In the blackness of night, on a remote part of the planet, a volcano erupts. Thick plumes of what looks like black smoke billow from it. Escaping magma blankets the terrain; temperatures soar to more than 600o F. deep cracks formed around the volcano, and superheated water seeps from them.
Local residents do not evacuate the area. While the magma is fatal to them, the hot water is not, and thousands are able to thrive in a seemingly hellish habitat.
The violent eruption, which has been going on for weeks, is not typical volcanic activity. It is happening at a deep-sea vent more than 8,000 feet below the surface of the ocean.
Deep-sea vents are also known as deepwater seeps, deep-sea springs, and hydro-thermal vents. Found at the bottom of the ocean, they are created by volcanic and tectonic activity in areas where huge hostile plates are converging or spreading apart. Magma erupts along the margins of these plates, usually slowly, but sometimes with such ferocity that it creates instant lava lakes. The thick black smoke is actually a plume of metal-rich, superheated water billowing out of the silt- and sediment-covered, gray-and-black chimney-an underwater volcano. Hope
Under thousands of pounds of pressure per square inch, sea water gradually seeps into the vents, where it is superheated and filled with manganese and other minerals before it is eventually returned to the ocean. This discovery has led some scientists to speculate that each drop of sea water circulates through the earth's crust, by way of the vents, every 10 to 20 million years. Before the discovery of the vents, most scientists thought that all of the minerals in the sea were dropped into the ocean by continental rivers.
Because no sunlight reaches the depths where the vents are found, these underwater wonders are visible only in the floodlights of a manned submersible such as Alvin.
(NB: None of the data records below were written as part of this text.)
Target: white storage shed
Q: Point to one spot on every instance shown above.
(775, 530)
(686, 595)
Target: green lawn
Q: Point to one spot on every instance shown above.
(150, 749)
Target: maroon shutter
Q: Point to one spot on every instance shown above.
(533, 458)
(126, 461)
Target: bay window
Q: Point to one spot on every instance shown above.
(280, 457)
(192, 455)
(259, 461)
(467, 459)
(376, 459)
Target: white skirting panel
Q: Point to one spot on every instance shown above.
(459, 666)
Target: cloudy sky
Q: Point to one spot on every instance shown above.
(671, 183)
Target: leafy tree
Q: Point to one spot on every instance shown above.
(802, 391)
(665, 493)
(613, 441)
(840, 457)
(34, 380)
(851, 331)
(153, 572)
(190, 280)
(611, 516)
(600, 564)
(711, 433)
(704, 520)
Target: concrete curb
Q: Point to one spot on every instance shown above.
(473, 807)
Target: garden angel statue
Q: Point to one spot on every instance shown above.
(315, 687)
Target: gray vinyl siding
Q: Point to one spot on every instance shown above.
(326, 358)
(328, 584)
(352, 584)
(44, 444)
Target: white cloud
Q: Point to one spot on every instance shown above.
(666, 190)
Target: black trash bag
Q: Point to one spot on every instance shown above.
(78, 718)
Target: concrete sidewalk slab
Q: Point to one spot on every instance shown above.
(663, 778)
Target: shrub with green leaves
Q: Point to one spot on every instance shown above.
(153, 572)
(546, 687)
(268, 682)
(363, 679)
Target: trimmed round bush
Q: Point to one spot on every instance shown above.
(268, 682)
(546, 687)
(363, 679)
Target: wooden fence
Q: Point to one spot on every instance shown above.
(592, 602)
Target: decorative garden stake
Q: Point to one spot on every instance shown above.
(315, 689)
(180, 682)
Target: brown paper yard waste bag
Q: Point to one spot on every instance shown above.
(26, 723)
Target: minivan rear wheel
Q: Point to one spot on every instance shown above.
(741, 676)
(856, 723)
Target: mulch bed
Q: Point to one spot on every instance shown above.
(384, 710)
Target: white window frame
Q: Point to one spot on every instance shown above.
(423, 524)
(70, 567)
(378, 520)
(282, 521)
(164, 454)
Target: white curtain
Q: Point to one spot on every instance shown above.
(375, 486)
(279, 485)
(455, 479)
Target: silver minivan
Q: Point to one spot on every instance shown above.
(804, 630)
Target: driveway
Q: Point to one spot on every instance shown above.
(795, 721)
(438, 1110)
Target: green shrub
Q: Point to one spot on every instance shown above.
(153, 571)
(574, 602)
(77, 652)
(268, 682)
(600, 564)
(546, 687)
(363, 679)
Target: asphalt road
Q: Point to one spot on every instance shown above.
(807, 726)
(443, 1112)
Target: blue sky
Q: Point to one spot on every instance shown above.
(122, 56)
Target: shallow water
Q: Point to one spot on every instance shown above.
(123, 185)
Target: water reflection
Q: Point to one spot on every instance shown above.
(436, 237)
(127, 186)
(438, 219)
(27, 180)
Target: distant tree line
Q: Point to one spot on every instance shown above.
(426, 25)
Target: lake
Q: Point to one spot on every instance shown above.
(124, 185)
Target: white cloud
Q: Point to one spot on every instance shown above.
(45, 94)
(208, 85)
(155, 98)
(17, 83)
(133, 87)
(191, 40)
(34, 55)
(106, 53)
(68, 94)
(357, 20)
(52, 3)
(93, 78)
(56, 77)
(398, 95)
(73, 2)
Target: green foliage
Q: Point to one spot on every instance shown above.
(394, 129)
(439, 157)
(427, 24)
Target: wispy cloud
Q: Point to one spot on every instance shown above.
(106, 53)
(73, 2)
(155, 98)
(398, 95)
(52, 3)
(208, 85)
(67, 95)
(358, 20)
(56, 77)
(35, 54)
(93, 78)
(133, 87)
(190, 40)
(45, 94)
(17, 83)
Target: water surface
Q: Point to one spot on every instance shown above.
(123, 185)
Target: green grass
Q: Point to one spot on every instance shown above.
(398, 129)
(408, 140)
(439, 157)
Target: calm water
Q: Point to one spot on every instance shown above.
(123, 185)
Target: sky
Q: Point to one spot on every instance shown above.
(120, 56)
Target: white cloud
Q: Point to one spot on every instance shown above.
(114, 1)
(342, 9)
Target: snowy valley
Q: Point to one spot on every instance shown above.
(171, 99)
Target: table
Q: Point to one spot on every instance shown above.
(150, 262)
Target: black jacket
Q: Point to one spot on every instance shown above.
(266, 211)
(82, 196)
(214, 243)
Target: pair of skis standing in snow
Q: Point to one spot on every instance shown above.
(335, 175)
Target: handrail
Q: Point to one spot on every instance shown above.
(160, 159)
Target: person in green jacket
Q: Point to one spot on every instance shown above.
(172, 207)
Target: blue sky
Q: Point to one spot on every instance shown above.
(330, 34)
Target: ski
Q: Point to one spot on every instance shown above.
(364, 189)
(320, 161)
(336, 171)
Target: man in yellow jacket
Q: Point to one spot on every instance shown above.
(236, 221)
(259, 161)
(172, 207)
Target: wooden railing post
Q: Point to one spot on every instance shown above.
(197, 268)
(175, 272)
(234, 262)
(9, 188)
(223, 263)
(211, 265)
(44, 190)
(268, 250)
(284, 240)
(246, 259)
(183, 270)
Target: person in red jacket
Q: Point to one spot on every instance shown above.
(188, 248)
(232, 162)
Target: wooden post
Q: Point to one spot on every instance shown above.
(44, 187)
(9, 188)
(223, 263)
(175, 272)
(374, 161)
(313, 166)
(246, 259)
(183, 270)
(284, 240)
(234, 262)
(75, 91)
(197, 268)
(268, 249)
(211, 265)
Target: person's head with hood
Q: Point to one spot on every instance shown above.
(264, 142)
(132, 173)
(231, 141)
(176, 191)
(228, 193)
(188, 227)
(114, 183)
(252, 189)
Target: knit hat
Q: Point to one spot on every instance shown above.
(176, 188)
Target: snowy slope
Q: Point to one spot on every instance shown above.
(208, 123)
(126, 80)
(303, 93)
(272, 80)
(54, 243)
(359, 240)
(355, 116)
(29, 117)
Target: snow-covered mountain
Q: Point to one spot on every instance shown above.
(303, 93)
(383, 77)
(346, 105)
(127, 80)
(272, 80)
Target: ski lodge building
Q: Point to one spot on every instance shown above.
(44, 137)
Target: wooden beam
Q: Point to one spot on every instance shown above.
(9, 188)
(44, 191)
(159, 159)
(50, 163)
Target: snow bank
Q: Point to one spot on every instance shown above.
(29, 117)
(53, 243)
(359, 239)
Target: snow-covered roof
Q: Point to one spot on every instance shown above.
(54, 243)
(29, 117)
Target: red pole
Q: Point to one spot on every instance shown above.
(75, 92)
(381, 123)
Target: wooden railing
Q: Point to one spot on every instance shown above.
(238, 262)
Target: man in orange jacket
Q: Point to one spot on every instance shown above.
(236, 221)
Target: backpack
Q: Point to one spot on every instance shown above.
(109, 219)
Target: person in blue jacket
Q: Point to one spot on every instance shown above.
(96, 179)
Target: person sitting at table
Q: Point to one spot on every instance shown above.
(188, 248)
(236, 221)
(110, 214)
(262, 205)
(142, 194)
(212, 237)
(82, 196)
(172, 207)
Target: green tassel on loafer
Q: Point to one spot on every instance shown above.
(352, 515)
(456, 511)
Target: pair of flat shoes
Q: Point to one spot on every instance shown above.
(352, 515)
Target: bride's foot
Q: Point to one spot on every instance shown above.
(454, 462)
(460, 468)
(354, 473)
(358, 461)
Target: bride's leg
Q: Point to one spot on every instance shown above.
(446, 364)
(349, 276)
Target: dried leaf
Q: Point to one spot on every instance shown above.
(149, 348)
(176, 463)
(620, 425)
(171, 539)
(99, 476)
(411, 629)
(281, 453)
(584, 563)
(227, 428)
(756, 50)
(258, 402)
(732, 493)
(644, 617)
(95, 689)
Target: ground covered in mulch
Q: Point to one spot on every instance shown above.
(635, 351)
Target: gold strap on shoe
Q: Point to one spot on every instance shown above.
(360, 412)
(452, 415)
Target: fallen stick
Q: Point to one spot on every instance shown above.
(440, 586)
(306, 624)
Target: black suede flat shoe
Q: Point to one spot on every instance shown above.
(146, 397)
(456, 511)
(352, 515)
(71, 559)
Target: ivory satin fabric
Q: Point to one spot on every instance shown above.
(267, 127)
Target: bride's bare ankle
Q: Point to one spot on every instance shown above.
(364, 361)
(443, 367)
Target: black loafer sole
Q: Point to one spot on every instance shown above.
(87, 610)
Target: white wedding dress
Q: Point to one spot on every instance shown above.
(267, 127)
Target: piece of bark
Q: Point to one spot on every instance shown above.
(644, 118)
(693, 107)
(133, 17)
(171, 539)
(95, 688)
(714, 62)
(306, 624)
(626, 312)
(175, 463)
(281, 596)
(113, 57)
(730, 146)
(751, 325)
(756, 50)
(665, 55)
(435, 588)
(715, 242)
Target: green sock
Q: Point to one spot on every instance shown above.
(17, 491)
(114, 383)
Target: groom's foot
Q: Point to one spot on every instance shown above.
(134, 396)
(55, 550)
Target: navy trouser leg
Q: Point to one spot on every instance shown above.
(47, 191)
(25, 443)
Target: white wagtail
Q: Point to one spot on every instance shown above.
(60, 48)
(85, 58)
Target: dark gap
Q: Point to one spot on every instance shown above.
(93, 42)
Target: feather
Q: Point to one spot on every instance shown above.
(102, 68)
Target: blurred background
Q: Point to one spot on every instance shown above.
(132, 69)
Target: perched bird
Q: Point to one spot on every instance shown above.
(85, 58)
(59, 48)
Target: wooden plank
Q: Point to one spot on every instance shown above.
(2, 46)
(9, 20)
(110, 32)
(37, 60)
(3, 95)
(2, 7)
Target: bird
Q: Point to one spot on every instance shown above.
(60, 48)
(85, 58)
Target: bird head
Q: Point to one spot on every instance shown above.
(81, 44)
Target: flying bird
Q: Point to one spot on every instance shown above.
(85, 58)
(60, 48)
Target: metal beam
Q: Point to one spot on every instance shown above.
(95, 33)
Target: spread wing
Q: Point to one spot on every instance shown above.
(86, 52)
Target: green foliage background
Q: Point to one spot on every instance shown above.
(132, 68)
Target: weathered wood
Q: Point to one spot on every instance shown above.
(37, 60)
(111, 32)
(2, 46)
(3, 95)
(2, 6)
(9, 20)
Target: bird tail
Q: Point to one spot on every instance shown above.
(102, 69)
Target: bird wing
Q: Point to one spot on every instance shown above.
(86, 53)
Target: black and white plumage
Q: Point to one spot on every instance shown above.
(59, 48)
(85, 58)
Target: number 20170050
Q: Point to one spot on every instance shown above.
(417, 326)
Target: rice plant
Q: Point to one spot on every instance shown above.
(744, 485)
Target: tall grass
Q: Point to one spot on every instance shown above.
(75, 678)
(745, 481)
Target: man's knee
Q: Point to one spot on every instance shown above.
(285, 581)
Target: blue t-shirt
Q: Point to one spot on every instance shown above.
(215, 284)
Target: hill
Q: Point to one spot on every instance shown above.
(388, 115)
This three-person submarine, which can descend 12,800 feet below sea level, first took photographs and research scientists to see vents along the Galapagos rift in 1977, when the original discovery was made.
The residents of the vent community, although surely not the prettiest creatures, are perhaps the most fascinating of all the world's underwater wonders from a scientific perspective. At the geothermal vents, marine biologists have an opportunity to study a food chain that functions without sunlight. Most biologists had once believed that only sunlight, through photosynthesis, could support life on Earth. At the vents, however, life begins with bacteria that metabolize hydrogen sulfide. The bacteria, in turn, become food for the other animals in the vent community.
Among the 300 species of life found near the vents, perhaps the best documented life forms are the giant red-tipped tube worms-12-foot-tall creatures whose 300,000 tentacles strain food from the water. By comparison, tube worms in shallow ocean have a dozen or so tentacles and grow only a few inches long.
Blind crabs and shrimp, which don't need to see in a lightless world, live among octopuses that eat crabs and mussels. Equally fascinating residents include pink ventfish, sea cucumbers, sponges, and brittle stars, flowerlike animals that use their fine appendages to anchor themselves to rocks.
Mussels are among the 48 documented species of mollusks found in vent communities. And some specimens of giant clams that live in this environment measure almost ten inches in length.
How does a vent become colonized? Some species, while in their larval stage, travel tremendous distances through a virtually lifeless and totally lightless realm to colonize and new vent on the seafloor. But other species first travel to the surface to feed before settling down at a new deep-sea vent.
Several of these vents have been found and explored in both the Pacific and the Atlantic, while others likely remain hidden a mile or more below the sea surface and await discovery. Scientists who study the life-forms near the vents believe that the bacteria there, as insignificant as they may seem to most people, may provide clues to how life first formed on this planet so many millions of years ago.